That night, I called my father and uncomfortably asked him the question. His response was sheepish, but honest. “We were going to get married anyway.” It was a sweet phone call tinged with sadness.
Then I called my mother asking the same question. I might just as well asked her if she routinely drove pins into small helpless animals for sport. She shrieked at me and called me down and accused me of all manner of foul things that I even DARED to ask such a question. “How could you!?” Her response was my answer.
I married my children’s father under a Sword of Damocles. My mother was clearly upset leading up to and at the event itself. Still she didn’t say a single negative word. Instead, she smiled too much and too broadly, paced about the room and looked decidedly drawn and anxious at the little wedding ceremony we managed to have.
That marriage was not a great romantic story. I believed the guy I married was the ”boy next door.” Plucked carelessly from the available pool surrounding me at the time. Safe and harmless, I reasoned. We would have one of those loveless marriages of convenience. We’d raise good kids. He would be the chief cook, bottle washer and cheering section to support my rising star.

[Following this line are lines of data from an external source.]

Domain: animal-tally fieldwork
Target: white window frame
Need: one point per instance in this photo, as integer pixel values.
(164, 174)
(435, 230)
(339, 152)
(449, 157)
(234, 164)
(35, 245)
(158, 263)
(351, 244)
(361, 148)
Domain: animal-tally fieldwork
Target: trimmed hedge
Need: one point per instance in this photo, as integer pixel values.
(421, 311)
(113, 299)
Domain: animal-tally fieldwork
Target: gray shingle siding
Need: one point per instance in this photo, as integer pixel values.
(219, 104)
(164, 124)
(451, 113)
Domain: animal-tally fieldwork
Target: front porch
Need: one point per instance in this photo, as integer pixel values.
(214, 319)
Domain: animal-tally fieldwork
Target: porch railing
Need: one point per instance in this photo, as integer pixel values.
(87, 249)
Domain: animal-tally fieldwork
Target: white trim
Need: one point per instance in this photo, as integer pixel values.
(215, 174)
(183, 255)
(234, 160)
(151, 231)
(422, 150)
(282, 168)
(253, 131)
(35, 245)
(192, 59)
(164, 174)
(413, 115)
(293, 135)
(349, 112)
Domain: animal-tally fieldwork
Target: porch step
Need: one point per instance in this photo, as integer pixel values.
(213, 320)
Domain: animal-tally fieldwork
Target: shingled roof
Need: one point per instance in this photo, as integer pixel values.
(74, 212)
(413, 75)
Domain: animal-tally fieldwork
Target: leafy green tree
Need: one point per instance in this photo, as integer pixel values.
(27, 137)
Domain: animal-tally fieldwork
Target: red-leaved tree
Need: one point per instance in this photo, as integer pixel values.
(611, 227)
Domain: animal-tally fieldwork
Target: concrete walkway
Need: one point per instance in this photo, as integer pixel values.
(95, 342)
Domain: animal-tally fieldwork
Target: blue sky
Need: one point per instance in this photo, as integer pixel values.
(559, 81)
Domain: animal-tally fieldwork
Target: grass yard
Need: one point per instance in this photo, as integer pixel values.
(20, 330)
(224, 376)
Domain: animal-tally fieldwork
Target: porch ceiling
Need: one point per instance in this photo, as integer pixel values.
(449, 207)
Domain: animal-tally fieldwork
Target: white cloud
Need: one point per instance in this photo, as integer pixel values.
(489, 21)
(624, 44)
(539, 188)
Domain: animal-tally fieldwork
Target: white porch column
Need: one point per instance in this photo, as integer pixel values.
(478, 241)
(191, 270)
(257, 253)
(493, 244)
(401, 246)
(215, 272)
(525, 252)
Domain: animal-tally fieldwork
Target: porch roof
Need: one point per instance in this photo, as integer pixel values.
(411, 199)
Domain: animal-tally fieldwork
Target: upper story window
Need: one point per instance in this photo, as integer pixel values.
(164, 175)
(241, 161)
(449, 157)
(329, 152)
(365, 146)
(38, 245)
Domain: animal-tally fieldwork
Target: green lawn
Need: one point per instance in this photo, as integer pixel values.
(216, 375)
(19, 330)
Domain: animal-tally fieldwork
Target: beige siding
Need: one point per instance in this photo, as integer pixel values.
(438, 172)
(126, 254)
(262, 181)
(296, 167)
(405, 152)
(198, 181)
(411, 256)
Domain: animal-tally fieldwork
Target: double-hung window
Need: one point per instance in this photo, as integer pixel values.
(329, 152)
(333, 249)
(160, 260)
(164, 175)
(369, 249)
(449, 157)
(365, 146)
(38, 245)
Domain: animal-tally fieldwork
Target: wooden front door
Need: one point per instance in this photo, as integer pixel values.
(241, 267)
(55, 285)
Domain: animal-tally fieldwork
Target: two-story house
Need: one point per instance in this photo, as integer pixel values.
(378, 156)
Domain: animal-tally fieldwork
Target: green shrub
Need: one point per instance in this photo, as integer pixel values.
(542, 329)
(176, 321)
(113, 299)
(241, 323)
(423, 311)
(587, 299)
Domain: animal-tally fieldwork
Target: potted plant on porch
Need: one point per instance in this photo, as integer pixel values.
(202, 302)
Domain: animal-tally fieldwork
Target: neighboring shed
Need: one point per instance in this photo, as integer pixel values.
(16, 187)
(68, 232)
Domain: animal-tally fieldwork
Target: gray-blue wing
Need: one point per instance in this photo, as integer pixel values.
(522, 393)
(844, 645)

Since I was not in love with him, I believed he could not hurt me. That delusion was emphatically ripped away after my son was born. In spite of two university degrees, it turned out my real education was only just beginning.

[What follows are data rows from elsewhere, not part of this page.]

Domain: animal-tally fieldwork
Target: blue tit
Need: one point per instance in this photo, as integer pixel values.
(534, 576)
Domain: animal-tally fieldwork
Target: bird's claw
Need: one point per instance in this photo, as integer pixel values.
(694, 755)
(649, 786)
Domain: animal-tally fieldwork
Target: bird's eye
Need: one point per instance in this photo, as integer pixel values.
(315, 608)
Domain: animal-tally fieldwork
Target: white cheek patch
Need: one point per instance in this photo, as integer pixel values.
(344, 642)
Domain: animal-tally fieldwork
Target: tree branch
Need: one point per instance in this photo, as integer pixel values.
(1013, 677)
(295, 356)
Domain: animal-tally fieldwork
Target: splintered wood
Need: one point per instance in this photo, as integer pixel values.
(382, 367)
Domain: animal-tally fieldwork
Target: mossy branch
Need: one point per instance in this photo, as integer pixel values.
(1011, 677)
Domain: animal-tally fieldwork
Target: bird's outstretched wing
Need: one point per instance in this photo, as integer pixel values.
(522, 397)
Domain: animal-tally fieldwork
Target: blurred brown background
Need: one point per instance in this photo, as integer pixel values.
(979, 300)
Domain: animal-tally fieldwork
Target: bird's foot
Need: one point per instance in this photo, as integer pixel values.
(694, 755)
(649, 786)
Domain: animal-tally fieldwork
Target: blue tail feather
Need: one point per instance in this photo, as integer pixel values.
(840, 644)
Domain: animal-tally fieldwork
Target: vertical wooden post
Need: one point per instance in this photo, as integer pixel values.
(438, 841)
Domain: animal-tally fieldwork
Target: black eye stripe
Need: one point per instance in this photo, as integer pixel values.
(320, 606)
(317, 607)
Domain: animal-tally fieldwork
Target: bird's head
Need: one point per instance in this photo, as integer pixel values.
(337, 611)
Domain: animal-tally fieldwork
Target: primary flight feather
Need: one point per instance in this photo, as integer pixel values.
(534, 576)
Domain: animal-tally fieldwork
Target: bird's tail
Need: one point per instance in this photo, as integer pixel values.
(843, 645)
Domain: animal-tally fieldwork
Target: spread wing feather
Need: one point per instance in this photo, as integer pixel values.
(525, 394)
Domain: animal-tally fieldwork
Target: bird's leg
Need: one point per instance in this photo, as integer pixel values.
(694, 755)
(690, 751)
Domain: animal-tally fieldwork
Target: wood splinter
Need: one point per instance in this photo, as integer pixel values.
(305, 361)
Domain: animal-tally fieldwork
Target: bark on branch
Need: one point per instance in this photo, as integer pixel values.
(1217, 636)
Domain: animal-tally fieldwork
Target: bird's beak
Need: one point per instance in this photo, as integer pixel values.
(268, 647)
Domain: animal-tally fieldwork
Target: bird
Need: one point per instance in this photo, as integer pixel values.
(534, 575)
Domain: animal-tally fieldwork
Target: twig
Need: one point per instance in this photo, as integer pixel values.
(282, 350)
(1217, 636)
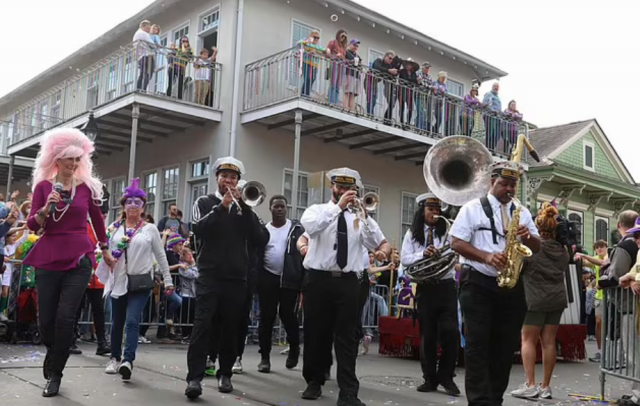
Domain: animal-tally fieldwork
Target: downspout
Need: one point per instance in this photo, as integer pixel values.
(236, 79)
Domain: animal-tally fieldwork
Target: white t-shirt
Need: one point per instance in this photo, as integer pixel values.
(276, 248)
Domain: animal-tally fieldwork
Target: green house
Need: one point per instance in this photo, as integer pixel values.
(581, 170)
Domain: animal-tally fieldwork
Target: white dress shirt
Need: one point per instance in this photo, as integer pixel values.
(413, 251)
(472, 217)
(321, 224)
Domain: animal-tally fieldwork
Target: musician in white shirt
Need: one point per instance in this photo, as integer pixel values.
(437, 298)
(334, 261)
(493, 316)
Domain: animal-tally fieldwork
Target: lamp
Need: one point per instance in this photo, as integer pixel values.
(91, 129)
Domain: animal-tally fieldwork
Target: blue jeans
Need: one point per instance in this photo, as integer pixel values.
(127, 311)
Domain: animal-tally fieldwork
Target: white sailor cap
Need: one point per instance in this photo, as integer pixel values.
(506, 169)
(428, 199)
(228, 163)
(344, 176)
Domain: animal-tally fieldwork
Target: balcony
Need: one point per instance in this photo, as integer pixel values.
(350, 105)
(109, 89)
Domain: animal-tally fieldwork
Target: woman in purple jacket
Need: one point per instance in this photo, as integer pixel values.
(66, 192)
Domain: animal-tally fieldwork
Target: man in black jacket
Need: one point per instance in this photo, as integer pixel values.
(280, 281)
(223, 226)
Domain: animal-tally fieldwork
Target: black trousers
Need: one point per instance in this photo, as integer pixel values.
(276, 300)
(331, 309)
(59, 296)
(365, 289)
(221, 299)
(438, 316)
(493, 320)
(94, 296)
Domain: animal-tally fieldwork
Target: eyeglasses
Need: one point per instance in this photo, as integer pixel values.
(133, 202)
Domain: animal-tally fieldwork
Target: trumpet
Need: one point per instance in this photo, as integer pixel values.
(253, 194)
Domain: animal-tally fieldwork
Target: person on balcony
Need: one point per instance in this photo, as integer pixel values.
(141, 40)
(440, 90)
(423, 98)
(178, 61)
(492, 120)
(310, 61)
(543, 277)
(513, 119)
(337, 51)
(388, 67)
(352, 85)
(409, 77)
(471, 105)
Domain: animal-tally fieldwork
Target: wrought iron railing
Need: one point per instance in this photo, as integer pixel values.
(299, 73)
(135, 68)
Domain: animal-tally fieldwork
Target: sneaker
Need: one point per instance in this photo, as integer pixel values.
(526, 392)
(545, 393)
(237, 367)
(125, 370)
(143, 340)
(112, 367)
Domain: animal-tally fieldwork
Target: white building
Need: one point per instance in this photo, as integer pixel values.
(252, 110)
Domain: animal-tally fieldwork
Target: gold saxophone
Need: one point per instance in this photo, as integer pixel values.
(515, 251)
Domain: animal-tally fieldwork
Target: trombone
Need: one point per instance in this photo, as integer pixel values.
(253, 194)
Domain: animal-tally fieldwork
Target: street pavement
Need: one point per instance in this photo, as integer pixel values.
(160, 369)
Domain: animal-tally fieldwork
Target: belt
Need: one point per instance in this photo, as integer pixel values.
(333, 274)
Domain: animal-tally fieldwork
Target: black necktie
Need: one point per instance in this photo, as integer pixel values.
(342, 241)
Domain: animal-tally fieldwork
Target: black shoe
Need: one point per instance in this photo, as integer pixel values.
(450, 387)
(51, 388)
(75, 350)
(349, 400)
(103, 349)
(194, 390)
(265, 365)
(47, 365)
(293, 357)
(313, 391)
(428, 386)
(224, 384)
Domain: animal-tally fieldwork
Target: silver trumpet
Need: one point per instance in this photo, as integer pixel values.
(253, 194)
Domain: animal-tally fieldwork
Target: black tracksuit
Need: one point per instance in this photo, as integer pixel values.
(281, 292)
(222, 238)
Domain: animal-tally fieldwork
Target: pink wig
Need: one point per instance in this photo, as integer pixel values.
(65, 143)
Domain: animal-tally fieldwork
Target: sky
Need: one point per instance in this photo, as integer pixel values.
(567, 60)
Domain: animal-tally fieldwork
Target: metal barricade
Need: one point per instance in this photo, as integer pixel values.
(620, 354)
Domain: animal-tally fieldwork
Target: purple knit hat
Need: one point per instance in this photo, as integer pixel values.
(134, 190)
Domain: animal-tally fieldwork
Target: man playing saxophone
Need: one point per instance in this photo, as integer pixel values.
(493, 315)
(437, 297)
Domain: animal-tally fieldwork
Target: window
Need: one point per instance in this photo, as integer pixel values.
(602, 229)
(170, 181)
(408, 210)
(577, 217)
(209, 20)
(151, 189)
(376, 190)
(303, 192)
(455, 88)
(117, 190)
(177, 34)
(200, 169)
(589, 156)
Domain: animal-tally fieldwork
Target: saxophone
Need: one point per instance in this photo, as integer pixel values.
(515, 251)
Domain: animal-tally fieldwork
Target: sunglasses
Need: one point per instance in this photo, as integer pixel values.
(133, 203)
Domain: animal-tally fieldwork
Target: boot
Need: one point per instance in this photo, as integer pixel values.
(293, 357)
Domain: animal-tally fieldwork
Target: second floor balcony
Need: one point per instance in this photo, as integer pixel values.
(363, 107)
(174, 91)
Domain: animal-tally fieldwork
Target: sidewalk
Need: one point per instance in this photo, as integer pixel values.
(159, 372)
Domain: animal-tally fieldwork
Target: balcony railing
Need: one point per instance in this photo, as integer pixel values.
(364, 92)
(135, 68)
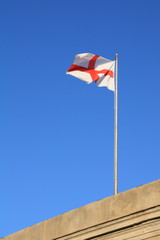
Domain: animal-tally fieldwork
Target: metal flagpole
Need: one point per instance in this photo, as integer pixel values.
(116, 128)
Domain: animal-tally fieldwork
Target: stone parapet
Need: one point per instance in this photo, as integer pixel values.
(134, 214)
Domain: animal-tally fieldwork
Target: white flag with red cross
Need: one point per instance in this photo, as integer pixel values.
(93, 68)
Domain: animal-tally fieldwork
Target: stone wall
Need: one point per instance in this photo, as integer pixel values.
(134, 215)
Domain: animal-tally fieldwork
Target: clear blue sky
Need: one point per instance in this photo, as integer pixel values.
(56, 132)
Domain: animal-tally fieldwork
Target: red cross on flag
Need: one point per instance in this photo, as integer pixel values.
(93, 68)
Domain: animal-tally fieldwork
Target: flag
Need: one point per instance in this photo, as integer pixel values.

My mother’s abundantly and publicly supported my son’s father. And I, like a hapless beast who finds itself being sucked into quicksand or a tarpit, faced the dawning realization my mother was my mother in name only.
The flimsy bonds of attachment I had had to her already unravelled in an instant. Never marry or have children to give your parents grand babies. The ensuing years were difficult and traumatizing.
Such is the unwelcome gift children inherit from unhealed, immature parents. “Growing up” isn’t easy under the best of circumstances. In our family’s convoluted and dysfunctional dynamic, the damage and scarring continued well into adulthood.
My greatest regret was the trauma and deprivation foisted upon my children. They were born into circumstances they had no control over and didn’t deserve. What child does?
So my son and his bride’s decision to marry yesterday after his own faltering first attempt was and is – as all important ventures are – a victory of hope over experience.
I feel the same about my own marriage. Truly a “whodda thunkit” situation. After years on my own, I was blessed in my dotage to find someone I can love and laugh with. I love and appreciate my husband beyond my own understanding. We treasure each moment we have together and all the more because we know our time together is limited.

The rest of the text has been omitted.